Op 1 september 2007 is de wet op de archeologische monumentenzorg in werking getreden. Hiermee zijn de uitgangspunten van het Verdrag van Malta binnen de Nederlandse wetgeving geïmplementeerd. De wet regelt de bescherming van archeologisch erfgoed in de bodem, de inpassing ervan in de ruimtelijke ontwikkeling en de financiering van opgravingen: „de veroorzaker betaalt?.

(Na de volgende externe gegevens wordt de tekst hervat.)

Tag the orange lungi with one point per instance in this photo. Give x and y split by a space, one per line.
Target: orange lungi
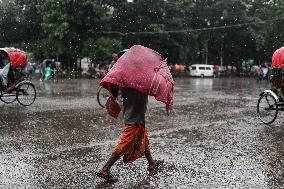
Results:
133 144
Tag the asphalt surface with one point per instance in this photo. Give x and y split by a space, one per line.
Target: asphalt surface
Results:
213 139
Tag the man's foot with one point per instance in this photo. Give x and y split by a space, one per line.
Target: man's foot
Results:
107 176
156 163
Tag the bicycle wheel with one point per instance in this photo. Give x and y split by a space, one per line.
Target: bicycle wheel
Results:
8 98
102 96
267 108
26 94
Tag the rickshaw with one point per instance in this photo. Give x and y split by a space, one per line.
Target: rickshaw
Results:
13 84
271 101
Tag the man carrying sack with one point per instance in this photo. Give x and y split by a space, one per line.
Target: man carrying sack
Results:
138 73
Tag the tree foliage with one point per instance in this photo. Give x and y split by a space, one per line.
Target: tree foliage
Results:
186 31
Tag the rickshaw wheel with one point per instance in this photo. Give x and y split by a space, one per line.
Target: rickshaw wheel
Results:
267 108
8 98
102 96
26 94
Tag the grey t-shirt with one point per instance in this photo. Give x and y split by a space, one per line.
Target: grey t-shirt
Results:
134 106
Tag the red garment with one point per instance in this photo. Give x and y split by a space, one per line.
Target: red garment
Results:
144 70
134 143
18 58
278 58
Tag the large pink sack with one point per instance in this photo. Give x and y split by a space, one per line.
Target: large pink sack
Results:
278 58
145 70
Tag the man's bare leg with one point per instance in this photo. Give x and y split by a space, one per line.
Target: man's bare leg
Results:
109 163
105 171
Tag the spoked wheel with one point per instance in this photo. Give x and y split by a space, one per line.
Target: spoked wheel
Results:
102 96
8 98
26 94
267 108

In het proces van ruimtelijke ordening moet tijdig rekening worden gehouden met de mogelijke aanwezigheid van archeologische waarden. Op die manier komt er ruimte voor de overweging van archeologievriendelijke alternatieven. Rijk, provincies en gemeenten (laten) bepalen welke archeologische waarden bedreigd worden bij ruimtelijke plannen. Tijdens de voorbereiding van deze plannen is (vroeg)tijdig archeologisch (voor)onderzoek belangrijk.

De keuze voor een andere bouwlocatie voorkomt de verstoring van belangrijke bodemvondsten. Als dit geen optie is, bestaat de mogelijkheid om binnen de bouwlocatie zelf naar een archeolo-gievriendelijke aanpak te streven. In het uiterste geval wordt een archeologische opgraving uitgevoerd.

Bij de realisatie van het initiatief vinden geen bodemwerkzaamheden plaats. Tevens is het ‘Stadshart’ aangemerkt als een gebied met een lage archeologische verwachting waarvoor geen aanvul-lend archeologisch onderzoek uitgevoerd hoeft te worden.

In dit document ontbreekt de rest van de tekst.